„Duma Katalonii” zatopiła „Żółtą Łódź Podwodną”, przerywając jej ładną passę – od czterech lat nie przegrała wyjazdowego spotkania w Copa del Rey (trzy zwycięstwa i trzy remisy, bramki: 7:4).
„Barca” od kilku tygodni imponuje formą. Odniosła dziesiąte zwycięstwo z rzędu, uzyskując fantastyczny bilans bramkowy: 37:8.
W trwającym obecnie sezonie w 35 oficjalnych meczach strzeliła aż 105 goli.
W meczu z Villarrealem kibice zgromadzeni na Camp Nou długo musieli czekać na uzyskanie prowadzenia przez swoich ulubieńców. Gospodarze stwarzali sytuacje pod bramką rywali, ale początkowo grali nieskutecznie.
Pod koniec pierwszej połowy Luis Suarez przejął piłkę straconą przez rywala, wpadł w pole karne i zagrał do Lionela Messiego, który z bliska wpakował ją do siatki.
Jeszcze przed zmianą stron szansę na podwyższenie wyniku miał Suarez, a na doprowadzenie do remisu Luciano Dario Vietto, ale świetnie interweniował Marc-Andre der Stegen.
Ten ostatni popełnił fatalny błąd na początku drugiej połowy, kiedy strzałem zza pola karnego pokonał go Manuel Trigueros.
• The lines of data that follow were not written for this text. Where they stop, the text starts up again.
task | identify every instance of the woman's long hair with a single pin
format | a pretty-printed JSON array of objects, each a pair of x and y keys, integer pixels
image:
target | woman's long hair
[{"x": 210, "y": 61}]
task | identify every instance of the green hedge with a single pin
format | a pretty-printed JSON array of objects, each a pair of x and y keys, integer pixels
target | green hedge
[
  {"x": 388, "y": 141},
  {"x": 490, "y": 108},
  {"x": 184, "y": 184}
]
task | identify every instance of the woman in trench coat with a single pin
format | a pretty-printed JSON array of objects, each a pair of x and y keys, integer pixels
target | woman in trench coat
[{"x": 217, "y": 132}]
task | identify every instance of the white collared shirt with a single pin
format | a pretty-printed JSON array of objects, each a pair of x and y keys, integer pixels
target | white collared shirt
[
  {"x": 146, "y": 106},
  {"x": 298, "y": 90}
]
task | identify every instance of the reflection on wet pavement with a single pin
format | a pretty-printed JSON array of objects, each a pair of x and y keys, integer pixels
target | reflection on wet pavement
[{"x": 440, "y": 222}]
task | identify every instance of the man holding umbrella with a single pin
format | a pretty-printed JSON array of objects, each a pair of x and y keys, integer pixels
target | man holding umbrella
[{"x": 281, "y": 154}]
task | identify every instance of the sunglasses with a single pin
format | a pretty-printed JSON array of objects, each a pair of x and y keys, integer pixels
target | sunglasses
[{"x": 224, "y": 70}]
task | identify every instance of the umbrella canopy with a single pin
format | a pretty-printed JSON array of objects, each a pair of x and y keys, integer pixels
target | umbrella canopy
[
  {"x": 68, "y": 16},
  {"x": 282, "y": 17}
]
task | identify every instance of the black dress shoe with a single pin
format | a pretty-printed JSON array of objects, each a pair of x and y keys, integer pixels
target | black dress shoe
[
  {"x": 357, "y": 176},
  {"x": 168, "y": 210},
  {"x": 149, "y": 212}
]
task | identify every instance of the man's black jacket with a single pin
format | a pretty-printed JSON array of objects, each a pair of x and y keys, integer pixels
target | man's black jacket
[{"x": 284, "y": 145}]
Gospodarze błyskawicznie jednak wyrównali po uderzeniu Andresa Iniesty w dalszy róg bramki.
Kolejne ataki „Barcy” zostały sfinalizowane niespełna kwadrans później, gdy po rzucie rożnym celnie główkował Gerard Pique.
W 70 minucie gospodarze zarobili rzut karny za zagranie piłki ręką przez Victora Ruiza. Z 11 metrów egzekwował tym razem nie Messi, ale walczący o tytuł króla strzelców tych rozgrywek Neymar. Nie zdobył jednak swego piątego gola, bo jego strzał obronił Sergio Asenjo.